Chapter 4: Peripherals and the Real World

If you want to read a sensor, spin a motor, or print a debugging message to a console, your CPU needs to talk to the physical world. In the old days of desktop motherboards, engineers routed massive parallel buses—sometimes 32 or 64 physical copper traces—to move data between components.

In the embedded Cyber-Physical System (CPS) world, pins and board space are your most precious commodities. You simply cannot afford to run 32 wires to a temperature sensor. Instead, we use serial communication. By transmitting data sequentially, one bit at a time, we drastically reduce the physical footprint of the hardware.

In this chapter, we will dissect the three most ubiquitous serial protocols in embedded architecture: UART, SPI, and I2C. Then, we are going to roll up our sleeves and write a production-grade, bare-metal UART driver in C.

4.1 Serial Protocols: UART, SPI, and I2C

When choosing a serial protocol, hardware engineers balance three competing needs: wire count, speed, and whether the communication is point-to-point or a shared network.

UART: The Universal Asynchronous Receiver-Transmitter

The UART is the absolute workhorse of the embedded world. If you plug a USB-to-serial cable into a Raspberry Pi or an automotive Engine Control Unit (ECU) to view its console, you are talking to a UART.

UARTs are asynchronous, meaning there is no shared clock wire between the sender and receiver. Because they don’t share a clock, both devices must be configured in software to transmit and receive at the exact same speed, known as the baud rate.

A standard UART connection uses just three wires: Transmit (TX), Receive (RX), and Ground. The protocol frames each byte of data with synchronization bits:

The Idle State: The line is held at a high voltage (logic 1).
The Start Bit: The transmitter pulls the line low (logic 0) to grab the receiver’s attention and start its internal sampling timer.
The Data Payload: The 8 bits of the payload are transmitted sequentially.
The Stop Bit: The transmitter pulls the line high (logic 1) for at least one bit duration to cleanly finish the frame.

Because the RX and TX lines are independent, a UART is full-duplex—it can send and receive data simultaneously.

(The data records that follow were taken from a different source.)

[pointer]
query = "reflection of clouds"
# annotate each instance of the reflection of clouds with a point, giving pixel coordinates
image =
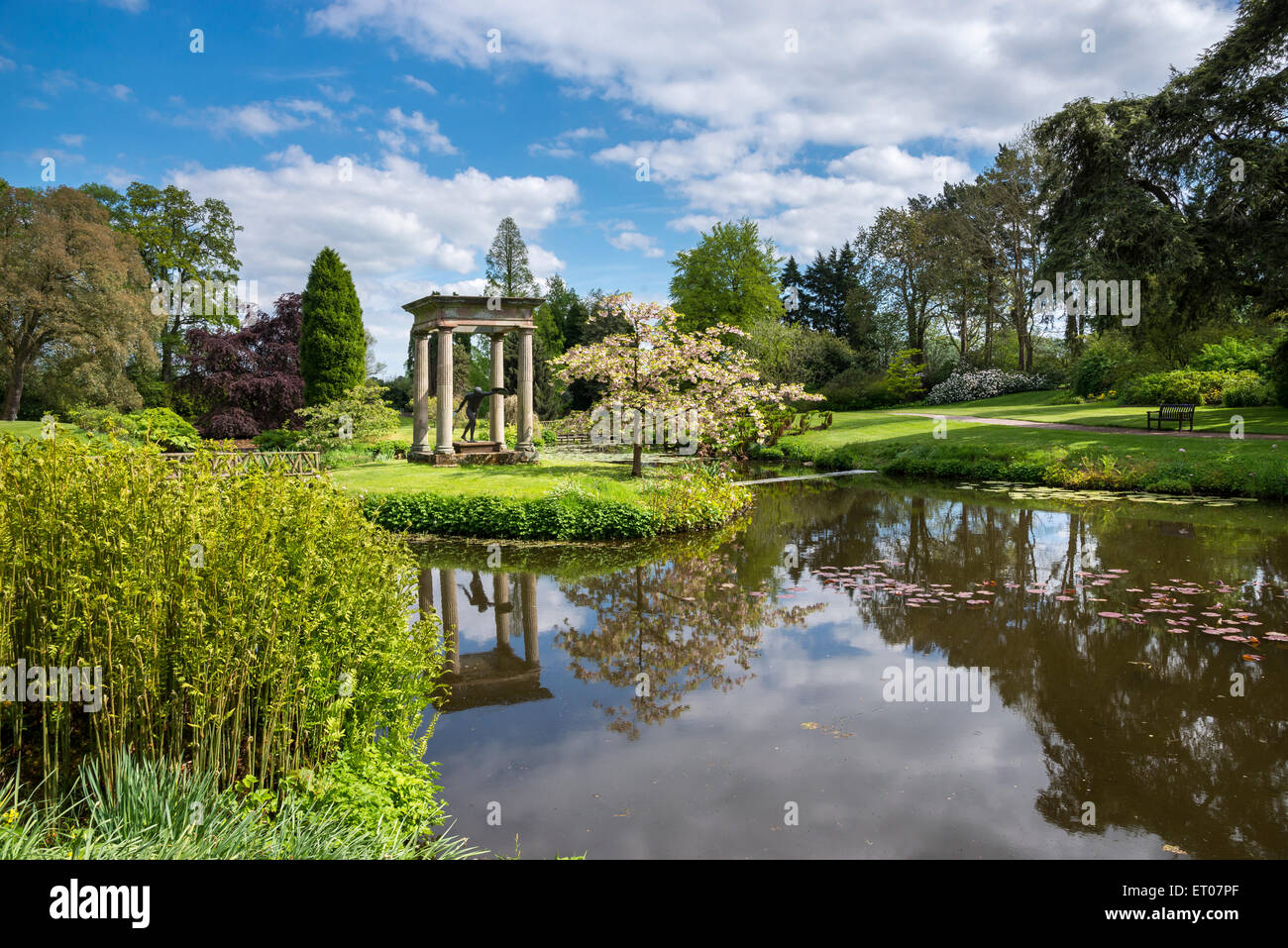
(715, 782)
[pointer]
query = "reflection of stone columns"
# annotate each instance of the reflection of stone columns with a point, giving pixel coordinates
(443, 428)
(526, 390)
(451, 640)
(501, 609)
(420, 391)
(528, 594)
(425, 588)
(496, 411)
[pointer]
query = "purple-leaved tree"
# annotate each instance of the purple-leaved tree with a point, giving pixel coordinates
(250, 376)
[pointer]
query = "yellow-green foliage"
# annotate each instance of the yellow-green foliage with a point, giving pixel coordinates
(252, 625)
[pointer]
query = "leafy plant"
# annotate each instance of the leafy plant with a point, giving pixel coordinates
(903, 376)
(359, 415)
(988, 382)
(235, 618)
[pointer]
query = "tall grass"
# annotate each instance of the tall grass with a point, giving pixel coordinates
(154, 810)
(245, 625)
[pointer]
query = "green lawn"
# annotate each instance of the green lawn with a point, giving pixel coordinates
(889, 432)
(1037, 406)
(526, 480)
(31, 429)
(906, 446)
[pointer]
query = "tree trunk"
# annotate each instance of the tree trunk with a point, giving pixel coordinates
(988, 326)
(13, 393)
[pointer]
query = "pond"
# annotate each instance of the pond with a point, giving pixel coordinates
(872, 670)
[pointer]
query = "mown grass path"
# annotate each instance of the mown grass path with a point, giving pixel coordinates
(1063, 427)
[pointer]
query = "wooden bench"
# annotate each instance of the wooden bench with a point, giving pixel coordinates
(1180, 414)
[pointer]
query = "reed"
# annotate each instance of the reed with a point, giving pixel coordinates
(245, 625)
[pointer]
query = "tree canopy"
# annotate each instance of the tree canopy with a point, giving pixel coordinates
(333, 343)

SPI: The Serial Peripheral Interface

While UART is great for consoles, it tops out around a few megabits per second. If you need to quickly stream data to a high-resolution LCD screen or read an SD card, you need SPI.

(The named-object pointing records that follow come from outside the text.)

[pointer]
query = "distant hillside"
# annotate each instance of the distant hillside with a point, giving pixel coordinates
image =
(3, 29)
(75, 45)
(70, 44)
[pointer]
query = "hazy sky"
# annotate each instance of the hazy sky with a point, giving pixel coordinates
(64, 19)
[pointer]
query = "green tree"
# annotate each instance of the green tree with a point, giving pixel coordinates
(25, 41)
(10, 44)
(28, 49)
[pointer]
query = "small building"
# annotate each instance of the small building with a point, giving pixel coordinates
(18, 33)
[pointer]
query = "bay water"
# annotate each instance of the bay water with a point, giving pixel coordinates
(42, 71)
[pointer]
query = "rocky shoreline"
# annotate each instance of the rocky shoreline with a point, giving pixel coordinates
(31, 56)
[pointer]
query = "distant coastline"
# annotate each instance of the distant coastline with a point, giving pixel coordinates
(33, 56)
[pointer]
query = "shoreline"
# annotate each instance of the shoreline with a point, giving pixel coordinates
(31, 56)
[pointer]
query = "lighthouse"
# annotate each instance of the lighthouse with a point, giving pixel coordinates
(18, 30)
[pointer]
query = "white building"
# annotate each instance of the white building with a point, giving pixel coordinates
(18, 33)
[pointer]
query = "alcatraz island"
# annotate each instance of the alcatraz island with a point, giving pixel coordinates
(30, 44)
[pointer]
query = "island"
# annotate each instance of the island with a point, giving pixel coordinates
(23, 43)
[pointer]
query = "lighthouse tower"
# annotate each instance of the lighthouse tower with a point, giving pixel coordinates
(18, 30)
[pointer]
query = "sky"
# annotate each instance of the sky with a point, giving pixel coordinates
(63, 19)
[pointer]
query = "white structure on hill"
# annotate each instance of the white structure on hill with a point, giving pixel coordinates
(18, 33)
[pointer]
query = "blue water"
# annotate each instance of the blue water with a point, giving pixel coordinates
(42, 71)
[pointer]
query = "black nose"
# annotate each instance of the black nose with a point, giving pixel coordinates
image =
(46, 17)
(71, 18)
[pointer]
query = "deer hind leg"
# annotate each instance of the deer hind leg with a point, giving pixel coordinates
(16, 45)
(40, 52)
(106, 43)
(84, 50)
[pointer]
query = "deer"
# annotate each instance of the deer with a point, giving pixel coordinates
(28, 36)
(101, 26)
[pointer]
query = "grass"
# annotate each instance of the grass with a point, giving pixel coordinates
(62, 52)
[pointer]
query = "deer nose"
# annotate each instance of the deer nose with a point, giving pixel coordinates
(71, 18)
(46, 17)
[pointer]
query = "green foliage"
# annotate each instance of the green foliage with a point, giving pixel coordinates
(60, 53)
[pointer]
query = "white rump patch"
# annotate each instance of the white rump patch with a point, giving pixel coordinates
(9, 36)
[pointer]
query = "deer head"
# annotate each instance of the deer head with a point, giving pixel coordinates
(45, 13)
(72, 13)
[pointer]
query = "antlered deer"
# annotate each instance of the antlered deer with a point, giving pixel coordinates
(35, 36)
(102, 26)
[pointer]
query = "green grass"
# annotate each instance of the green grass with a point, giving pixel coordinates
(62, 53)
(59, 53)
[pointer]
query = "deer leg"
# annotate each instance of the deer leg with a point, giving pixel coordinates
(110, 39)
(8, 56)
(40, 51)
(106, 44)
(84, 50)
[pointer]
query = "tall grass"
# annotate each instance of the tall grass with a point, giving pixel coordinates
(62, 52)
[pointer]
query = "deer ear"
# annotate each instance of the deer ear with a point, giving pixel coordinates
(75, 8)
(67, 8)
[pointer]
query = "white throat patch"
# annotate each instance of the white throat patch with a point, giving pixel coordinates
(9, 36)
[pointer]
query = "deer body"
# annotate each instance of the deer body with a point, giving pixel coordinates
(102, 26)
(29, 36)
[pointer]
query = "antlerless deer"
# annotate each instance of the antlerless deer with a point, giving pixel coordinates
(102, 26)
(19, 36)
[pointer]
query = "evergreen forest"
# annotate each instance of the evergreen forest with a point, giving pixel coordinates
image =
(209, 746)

Developed by Motorola in the 1980s, SPI is synchronous, meaning it uses a dedicated clock wire to keep the sender and receiver in perfect lockstep. SPI typically requires four wires:

SCK (Serial Clock): Generated by the Master.
MOSI (Master Out, Slave In): Data flowing from the CPU to the peripheral.
MISO (Master In, Slave Out): Data flowing from the peripheral to the CPU.
CS/SS (Chip Select / Slave Select): Pulled low by the Master to wake up a specific peripheral.

SPI is essentially a massive, distributed shift register. On every tick of the SCK clock, the Master shifts one bit out on the MOSI line, and simultaneously reads one bit in on the MISO line.

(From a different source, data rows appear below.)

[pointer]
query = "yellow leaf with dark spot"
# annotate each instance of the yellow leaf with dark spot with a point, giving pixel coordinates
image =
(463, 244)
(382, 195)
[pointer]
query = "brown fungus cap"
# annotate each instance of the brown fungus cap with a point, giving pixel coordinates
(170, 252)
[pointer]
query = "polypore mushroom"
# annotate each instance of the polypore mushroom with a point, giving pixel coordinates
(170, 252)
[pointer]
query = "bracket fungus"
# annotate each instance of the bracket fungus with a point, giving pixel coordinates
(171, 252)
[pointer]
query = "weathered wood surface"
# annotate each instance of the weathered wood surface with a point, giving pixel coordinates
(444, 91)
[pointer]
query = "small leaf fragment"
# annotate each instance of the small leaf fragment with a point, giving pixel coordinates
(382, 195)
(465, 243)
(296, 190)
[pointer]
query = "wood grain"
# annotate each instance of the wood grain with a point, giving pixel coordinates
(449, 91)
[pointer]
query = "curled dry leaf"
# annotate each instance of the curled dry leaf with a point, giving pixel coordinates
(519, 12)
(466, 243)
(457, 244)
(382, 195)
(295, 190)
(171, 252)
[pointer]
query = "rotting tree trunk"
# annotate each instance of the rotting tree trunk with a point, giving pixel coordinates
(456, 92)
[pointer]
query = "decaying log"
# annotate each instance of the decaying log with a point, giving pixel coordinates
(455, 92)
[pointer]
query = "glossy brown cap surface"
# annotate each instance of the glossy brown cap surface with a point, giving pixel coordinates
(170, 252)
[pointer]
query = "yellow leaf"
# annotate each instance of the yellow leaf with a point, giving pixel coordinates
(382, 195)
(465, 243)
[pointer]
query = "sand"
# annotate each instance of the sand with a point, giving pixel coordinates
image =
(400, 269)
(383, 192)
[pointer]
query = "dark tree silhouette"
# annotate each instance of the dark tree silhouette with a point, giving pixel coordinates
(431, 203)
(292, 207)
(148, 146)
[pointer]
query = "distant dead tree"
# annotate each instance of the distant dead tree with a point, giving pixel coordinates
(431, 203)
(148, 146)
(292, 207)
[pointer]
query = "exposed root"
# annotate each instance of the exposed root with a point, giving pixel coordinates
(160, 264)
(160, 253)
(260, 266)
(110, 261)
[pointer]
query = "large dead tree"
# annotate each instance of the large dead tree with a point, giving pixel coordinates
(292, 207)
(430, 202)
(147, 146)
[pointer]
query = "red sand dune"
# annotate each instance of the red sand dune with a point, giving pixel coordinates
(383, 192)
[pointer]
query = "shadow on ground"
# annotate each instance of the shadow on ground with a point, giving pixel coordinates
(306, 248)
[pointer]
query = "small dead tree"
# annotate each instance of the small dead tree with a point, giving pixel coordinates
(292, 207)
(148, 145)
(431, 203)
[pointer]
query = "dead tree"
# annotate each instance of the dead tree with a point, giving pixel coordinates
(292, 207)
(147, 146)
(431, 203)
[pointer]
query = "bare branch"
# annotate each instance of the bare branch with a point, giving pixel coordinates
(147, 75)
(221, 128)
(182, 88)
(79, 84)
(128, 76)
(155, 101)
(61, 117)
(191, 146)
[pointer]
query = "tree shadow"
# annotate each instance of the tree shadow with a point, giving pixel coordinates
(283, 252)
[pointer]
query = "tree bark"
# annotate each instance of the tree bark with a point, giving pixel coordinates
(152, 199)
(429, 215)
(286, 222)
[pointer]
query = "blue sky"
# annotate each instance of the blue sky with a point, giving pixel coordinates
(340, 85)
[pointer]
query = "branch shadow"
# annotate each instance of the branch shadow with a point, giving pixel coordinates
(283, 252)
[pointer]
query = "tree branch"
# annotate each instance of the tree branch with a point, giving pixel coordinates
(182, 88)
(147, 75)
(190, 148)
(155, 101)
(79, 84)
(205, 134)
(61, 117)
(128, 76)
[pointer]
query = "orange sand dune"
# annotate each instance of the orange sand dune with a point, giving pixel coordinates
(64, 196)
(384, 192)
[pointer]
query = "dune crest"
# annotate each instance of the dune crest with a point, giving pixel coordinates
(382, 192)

WARNING: The Full-Duplex Trap SPI is always full-duplex. If you only want to read data from an SPI sensor, you cannot just sit back and listen. Because the Master generates the clock, you must transmit dummy bytes (usually 0x00 or 0xFF) out of the MOSI pin just to keep the clock ticking so the sensor can send its data back to you on the MISO pin.

I2C: The Inter-Integrated Circuit

SPI is fast, but it requires a dedicated Chip Select wire for every single peripheral you add to the bus. If you have 10 sensors, you need 13 wires. I2C solves this by putting multiple devices on a shared two-wire network.

I2C uses:

SCL (Serial Clock): Driven by the Master.
SDA (Serial Data): A bidirectional data line.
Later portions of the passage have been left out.